Most often collected from twigs and small branches in hyper-moist but insolated scrublands or forest margins. Less frequently on tree trunks or epiphyllic on fern fronds (e.g., Dicksonia fibrosa). Host species are varied and include Aristotelia serrata, Carpodetus serratus, several Coprosma spp., Fuchsia excorticata, Hoheria sp., Leptospermum scoparium, Melicytus ramiflorus, Muehlenbeckia complexa, Neomyrtus pedunculata, Pseudopanax arboreus, and Weinmannia racemosa. Also on nīkau palm (Rhopalostylis sapida) and cabbage tree (Cordyline australis) and recorded from twigs of introduced species of Crataegus and Salix. On the North I. from c. 140 m to at least 680 m (Rākauroa Scenic Reserve); on the South I. from near sea level (Fox River, Nelson L.D.) to c. 500 m (Duffy Creek, Nelson L.D.). The most frequently associated species are Tetraphidopsis pusilla and Metzgeria spp.; the wide range of other associated species include Calyptopogon mnioides, Calyptrochaeta flexicollis, Cladomnion ericoides, Ephemeropsis trentepohlioides, Macromitrium spp., Alleniella hymenodonta, Orthotrichum calvum, Rhaphidorrhynchium amoenum, Ulota lutea, Weymouthia mollis, and Leptogium spp.
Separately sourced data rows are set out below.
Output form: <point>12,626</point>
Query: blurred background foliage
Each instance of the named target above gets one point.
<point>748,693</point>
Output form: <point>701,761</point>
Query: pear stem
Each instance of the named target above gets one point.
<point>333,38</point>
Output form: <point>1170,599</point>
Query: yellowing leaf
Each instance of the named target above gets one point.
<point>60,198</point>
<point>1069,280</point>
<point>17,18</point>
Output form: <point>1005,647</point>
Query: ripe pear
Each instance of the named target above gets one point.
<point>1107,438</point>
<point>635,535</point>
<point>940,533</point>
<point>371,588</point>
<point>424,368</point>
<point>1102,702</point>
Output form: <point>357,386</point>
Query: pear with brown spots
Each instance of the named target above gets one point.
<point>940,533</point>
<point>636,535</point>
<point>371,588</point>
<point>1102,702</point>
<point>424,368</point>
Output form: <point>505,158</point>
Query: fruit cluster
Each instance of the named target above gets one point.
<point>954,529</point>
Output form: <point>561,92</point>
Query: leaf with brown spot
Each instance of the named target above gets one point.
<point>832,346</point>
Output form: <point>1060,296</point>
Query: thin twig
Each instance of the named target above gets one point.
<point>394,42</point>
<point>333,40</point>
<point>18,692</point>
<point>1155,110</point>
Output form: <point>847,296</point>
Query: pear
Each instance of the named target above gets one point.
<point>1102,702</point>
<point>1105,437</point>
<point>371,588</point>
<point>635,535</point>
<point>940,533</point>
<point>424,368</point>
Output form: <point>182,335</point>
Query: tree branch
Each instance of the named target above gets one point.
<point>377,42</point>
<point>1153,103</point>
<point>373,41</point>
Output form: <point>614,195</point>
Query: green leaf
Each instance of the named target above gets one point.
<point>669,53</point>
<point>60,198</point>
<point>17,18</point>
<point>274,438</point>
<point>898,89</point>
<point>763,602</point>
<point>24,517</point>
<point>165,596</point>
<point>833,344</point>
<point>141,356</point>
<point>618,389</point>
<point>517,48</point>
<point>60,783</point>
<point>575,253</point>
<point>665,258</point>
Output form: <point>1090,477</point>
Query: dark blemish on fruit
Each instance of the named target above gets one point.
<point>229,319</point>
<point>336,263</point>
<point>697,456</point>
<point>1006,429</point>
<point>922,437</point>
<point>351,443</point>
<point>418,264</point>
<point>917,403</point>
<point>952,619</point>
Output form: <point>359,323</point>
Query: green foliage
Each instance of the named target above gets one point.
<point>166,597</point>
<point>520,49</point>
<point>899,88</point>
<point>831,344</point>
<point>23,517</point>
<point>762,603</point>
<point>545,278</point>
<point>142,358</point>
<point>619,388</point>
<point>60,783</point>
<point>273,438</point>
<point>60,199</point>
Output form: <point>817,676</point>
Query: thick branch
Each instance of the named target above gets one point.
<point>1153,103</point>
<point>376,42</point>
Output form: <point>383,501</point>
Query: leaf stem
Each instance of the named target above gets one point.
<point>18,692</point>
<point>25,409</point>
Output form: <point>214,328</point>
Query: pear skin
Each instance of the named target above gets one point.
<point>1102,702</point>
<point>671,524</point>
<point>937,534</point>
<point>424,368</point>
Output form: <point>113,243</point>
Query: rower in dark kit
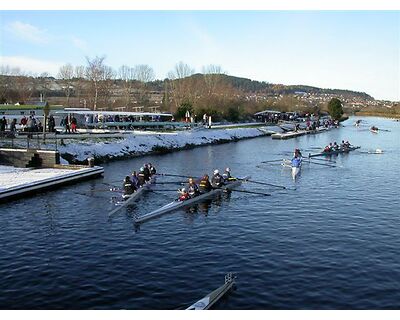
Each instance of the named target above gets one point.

Streimann’s (2000) decision to apply the Irish name D. splachnoides to Australasian material is accepted here. Streimann (p. 128) expressed the opinion the predominantly Asian D. angustifolia would prove to be synonymous with D. splachnoides. Although there is considerable variation in vegetative leaf length, I agree with Streimann that there is no clear morphological discontinuity between these two species that would justify taxonomic segregation. Sainsbury and other 20th century N.Z. workers referred the bulk of N.Z. Daltonia to D. angustifolia Dozy & Molk.